Dernière mise à jour : août 16th, 2020 at 10:55 pm

Ce sont de drôles de clowns qui sont venus nous conter l’absurde à La Fabrique de Dole (Les Scènes du Jura, Scène nationale) les 4 et 5 avril 2017 dans une version d’En attendant Godot mise en scène par Laurent Fréchuret : un très beau moment de théâtre !

Synopsis :

Ce sont deux vagabonds, Vladimir (Sylvain Delcourt) et Estragon (Jean-Claude Bolle-Redat), qui se retrouvent pour passer le temps de l’attente ensemble. Qu’attendent-ils ? Ou qui attendent-ils ? Un certain Godot dont on sent très vite qu’il n’arrivera pas. Leur attente les fait rencontrer deux étranges énergumènes, le maître Pozzo (Éric Borgen) et son esclave Lucky (Maxime Dambrin). Le temps s’écoule-t-il plus vite quand on le partage ? Et le partage-t-on dans le seul but de le faire passer ? En attendant Godot vous entraîne, au gré de rencontres burlesques ou tragiques, dans un espace-temps ponctué d’interrogations pragmatiques ou oniriques, de rires légers ou graves.

En attendant Godot
ou que perd-on à perdre son temps ?

 

En attendant Godot Laurent Fréchuret image (c) Christophe Raynaud de Lage
© Christophe Raynaud de Lage

Ce qui ponctue En attendant Godot, et ce dès les premiers instants, c’est cette attente vaine qui sert de fil rouge.
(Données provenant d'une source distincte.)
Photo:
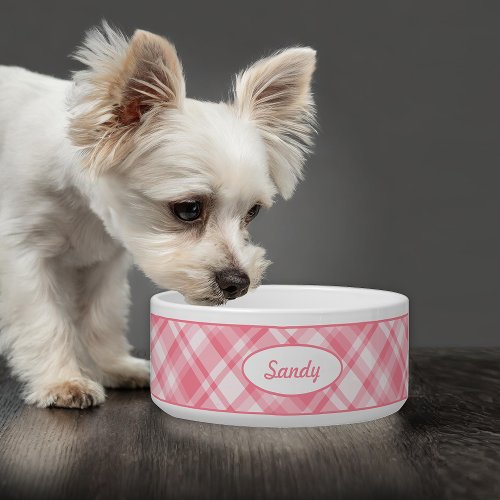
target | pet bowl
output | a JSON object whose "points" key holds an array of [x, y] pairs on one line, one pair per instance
{"points": [[281, 356]]}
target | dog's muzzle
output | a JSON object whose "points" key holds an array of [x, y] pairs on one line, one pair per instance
{"points": [[232, 282]]}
Les personnages attendent et nous attendons avec eux. Ils restent ensemble pour attendre ; nous voilà à leurs côtés. L’intérêt ne réside pas tant dans l’attente que dans la façon dont nos deux acolytes appréhendent le temps de cette attente.

Il semble ainsi d’abord que l’un reste avec l’autre par nécessité. Par habitude peut-être aussi. Ou parce que l’autre est le seul horizon tangible. L’autre agace et ennuie, c’est ce que la pièce de Samuel Beckett vient nous rappeler à travers de petits détails : les récits de rêves que l’on préfère ne pas entendre, les plaintes qui fatiguent dans leurs répétitions.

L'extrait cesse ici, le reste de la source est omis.